Comment | The Transient Receptor Potential Ca2+ Channel (TRP-CC) Family (TC. 1.A.4)
The TRP-CC family has also been called the store-operated calcium channel (SOC) family. The prototypical members include the Drosophila retinal proteins
TRP and TRPL (Montell and Rubin, 1989; Hardie and Minke, 1993). SOC members of the family mediate the entry of extracellular Ca2+ into cells in response
to depletion of intracellular Ca2+ stores (Clapham, 1996) and agonist stimulated production of inositol-1,4,5 trisphosphate (IP3).

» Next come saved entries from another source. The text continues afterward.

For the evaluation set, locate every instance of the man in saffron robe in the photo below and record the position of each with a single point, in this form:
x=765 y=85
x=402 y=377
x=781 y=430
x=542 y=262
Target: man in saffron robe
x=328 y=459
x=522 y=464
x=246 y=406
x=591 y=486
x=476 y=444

One member of the TRP-CC
family, mammalian Htrp3, has been shown to form a tight complex with the IP3 receptor (TC #1.A.3.2.1). This interaction is apparently required for IP3 to
stimulate Ca2+ release via Htrp3. The vanilloid receptor subtype 1 (VR1), which is the receptor for capsaicin (the ?hot? ingredient in chili peppers) and serves
as a heat-activated ion channel in the pain pathway (Caterina et al., 1997), is also a member of this family. The stretch-inhibitable non-selective cation channel
(SIC) is identical to the vanilloid receptor throughout all of its first 700 residues, but it exhibits a different sequence in its last 100 residues. VR1 and SIC
transport monovalent cations as well as Ca2+. VR1 is about 10x more permeable to Ca2+ than to monovalent ions. Ca2+ overload probably causes cell death
after chronic exposure to capsaicin. (McCleskey and Gold, 1999).